Scope of the Bibliography
This bibliography contains the Latin American, Caribbean, and U.S. Latino holdings in the Library of The Museum of Modern Art. It is updated regularly so that scholars and students will have current information regarding what is available. This bibliography contains only what is Latin American, Caribbean, and U.S. Latino within the collection, and as such, it represent only one aspect of the library holdings of The Museum of Modern Art. To reach the general Library database, please go to DADABASE.
In many ways, this bibliography is meant to be an update of James A. Findlay’s Modern Latin American Art: A Bibliography, published by Greenwood Press in 1983. Findlay was Bibliographer of Latin American Art at MoMA from 1979 to 1982 and his important book drew heavily, though not exclusively, from the MoMA Library collection. The Library, however, now holds over 15,000 volumes of literature on Latin American, Caribbean, and U.S. Latino art, which has thus necessitated this automated Web-based bibliography in order to help researchers best access this material.

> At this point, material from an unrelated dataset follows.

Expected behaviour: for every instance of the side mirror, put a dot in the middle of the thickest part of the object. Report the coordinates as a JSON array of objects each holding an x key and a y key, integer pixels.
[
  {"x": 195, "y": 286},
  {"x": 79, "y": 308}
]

The Library’s collection holdings, and hence, this bibliography, is devoted primarily to literature on modern and contemporary art, dating from the 1880s to the present. The strength of the Museum’s collection lies in its exhibition catalogues and artists’ monographs. For those books and catalogues dealing with a number of international artists or art movements, the Editor has chosen only those items that contain a significant amount of information concerning Latin American, Caribbean, and/or U.S. Latino artists. Not available in this bibliography are serials and artists’ books, which can be accessed through DADABASE. The Library also contains a wealth of important and unique ephemera, located in the Library’s artists’ files. These artists’ file records will be the next addition to this on-line bibliography, to be added during the 2004 year. For the time being, to ascertain if MoMA has a file on a particular artist, please consult DADABASE.
History of MoMA’s Latin American Library Collection
The collection of books on Latin American art found in the Museum of Modern Art Library was developed over the course of the twentieth century, beginning practically with the inception of the Museum in 1929. Alfred H. Barr, Jr., MoMA’s first director, had an early interest in the art of Latin America, and made a number of important trips to Latin America and the Caribbean. During these trips, Barr and members of his entourage began collecting material related to the modern art of Latin America, initially in order to support early Latin American exhibitions held at MoMA. There have been two specialists in the field of Latin American art hired by the Museum Library to specifically continue to build this aspect of the collection. In 1979, the Museum hired James A. Findlay as the Library’s first full-time Latin American bibliographer. As mentioned earlier, it was in this capacity that Findlay published Modern Latin American Art: A Bibliography (1983), a work reflecting MoMA’s Library. In 2001, Donald L. Woodward was appointed to be Findlay’s successor. Woodward has been working with cultural partners in the United States and Latin America in order to both augment the collection of Latin American, Caribbean, and U.S. Latino art, as well as to make it more accessible to the greater public. After Barr, later Museum Directors, Museum Trustees, and other friends of The Museum of Modern Art have continued to collect books, catalogues, and ephemera on modern Latin American art and artists, and have thus created one of the finest collections of its kind.